These are a set of common questions which arise when designing systems in a distributed environment. This is not a complete list by any means, but they may be a useful set of prompts for issues to consider.
- What happens when a dependency starts failing? What if it begins failing slowly?
- How can the system degrade in a graceful manner?
- How does the system react to overload?
- Is it well conditioned?
- What's the worst-case scenario for total failure?
- How quickly can the system recover?
- Is delayable work delayed?
- Is the system as simple as possible?
- How can the system shed load?
- Which failures can be mitigated, and how?
- Which operations may be retried? Are they?

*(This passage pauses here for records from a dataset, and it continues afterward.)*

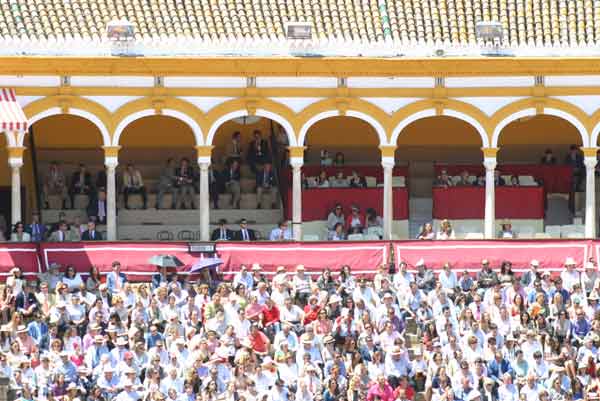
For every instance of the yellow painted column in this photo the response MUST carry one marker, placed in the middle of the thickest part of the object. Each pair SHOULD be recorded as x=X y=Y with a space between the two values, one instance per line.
x=111 y=161
x=489 y=162
x=15 y=161
x=590 y=159
x=387 y=162
x=297 y=161
x=204 y=159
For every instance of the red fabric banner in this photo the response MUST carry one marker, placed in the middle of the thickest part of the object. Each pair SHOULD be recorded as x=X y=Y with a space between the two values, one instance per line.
x=557 y=179
x=469 y=203
x=363 y=257
x=133 y=256
x=23 y=255
x=318 y=202
x=467 y=255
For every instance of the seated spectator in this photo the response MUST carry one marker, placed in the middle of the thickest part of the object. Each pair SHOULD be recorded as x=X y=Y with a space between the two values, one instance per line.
x=355 y=222
x=339 y=181
x=166 y=184
x=427 y=232
x=337 y=234
x=133 y=184
x=325 y=158
x=91 y=234
x=233 y=150
x=339 y=159
x=81 y=183
x=498 y=180
x=356 y=180
x=36 y=230
x=63 y=234
x=19 y=234
x=97 y=207
x=55 y=184
x=222 y=233
x=231 y=179
x=265 y=181
x=76 y=229
x=335 y=216
x=322 y=181
x=548 y=158
x=443 y=180
x=258 y=152
x=281 y=232
x=184 y=184
x=245 y=233
x=506 y=230
x=372 y=220
x=446 y=231
x=464 y=180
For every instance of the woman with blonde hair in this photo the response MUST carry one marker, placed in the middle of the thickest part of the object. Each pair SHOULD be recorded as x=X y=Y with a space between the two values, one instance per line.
x=446 y=232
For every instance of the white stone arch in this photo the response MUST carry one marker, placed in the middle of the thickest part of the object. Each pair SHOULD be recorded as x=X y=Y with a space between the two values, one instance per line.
x=350 y=113
x=10 y=139
x=194 y=126
x=530 y=112
x=447 y=112
x=54 y=111
x=289 y=130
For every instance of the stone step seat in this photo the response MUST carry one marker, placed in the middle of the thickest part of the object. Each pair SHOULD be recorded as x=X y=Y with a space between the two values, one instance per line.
x=138 y=217
x=151 y=232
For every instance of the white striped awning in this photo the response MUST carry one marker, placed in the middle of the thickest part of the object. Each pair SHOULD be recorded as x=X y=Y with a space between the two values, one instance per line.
x=12 y=117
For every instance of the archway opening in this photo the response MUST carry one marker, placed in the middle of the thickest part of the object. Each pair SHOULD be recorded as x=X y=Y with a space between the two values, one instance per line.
x=527 y=139
x=342 y=173
x=61 y=145
x=538 y=147
x=430 y=146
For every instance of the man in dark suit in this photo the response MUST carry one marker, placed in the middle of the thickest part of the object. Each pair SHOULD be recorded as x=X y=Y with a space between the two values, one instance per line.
x=91 y=234
x=81 y=183
x=245 y=233
x=36 y=230
x=222 y=233
x=231 y=180
x=258 y=152
x=97 y=207
x=25 y=301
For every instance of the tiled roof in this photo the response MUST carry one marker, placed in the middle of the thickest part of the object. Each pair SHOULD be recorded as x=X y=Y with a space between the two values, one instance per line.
x=536 y=23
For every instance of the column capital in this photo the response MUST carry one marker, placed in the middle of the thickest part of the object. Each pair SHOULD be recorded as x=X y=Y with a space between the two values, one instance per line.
x=296 y=151
x=590 y=162
x=111 y=151
x=490 y=152
x=15 y=156
x=490 y=163
x=204 y=154
x=296 y=162
x=387 y=151
x=590 y=152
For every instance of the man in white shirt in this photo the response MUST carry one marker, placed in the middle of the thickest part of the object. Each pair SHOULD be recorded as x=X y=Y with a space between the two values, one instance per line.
x=281 y=232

- How does the system grow? What is the chief metric with which the system scales?
- How does the system scale to multiple datacenters?
- How does demand vary? How do you ensure the system is always able to handle peak loads?
- How much query processing is done? Is it possible to shape data into queries?
- Is the system replicated?
- How can features be turned on or off?
- How do you monitor the system? How do you detect anomalies?
- Does the system have operational needs specific to the application?
- How do you deploy the system? How do you deploy in an emergency?
- What are the capacity needs? How does the system grow?
- How do you configure the system? How do you configure the system quickly?
- Does the system behave in a predictable manner? Where are there nonlinearities in load or failure responses?
- Is it possible to precompute data?
- Are you doing as little work as possible?
- Is the program as concurrent as possible? (Concurrent programs wait faster.)
- Does the system make use of work batching?
- Have you profiled the system? Is it possible to profile in situ?
- Are there opportunities for parallelization?
- Can you load test the system? How do you catch performance regressions?
- What's your invalidation policy?
- Do you know where your writes are?
- What cache-hit rate does your system require to stay up?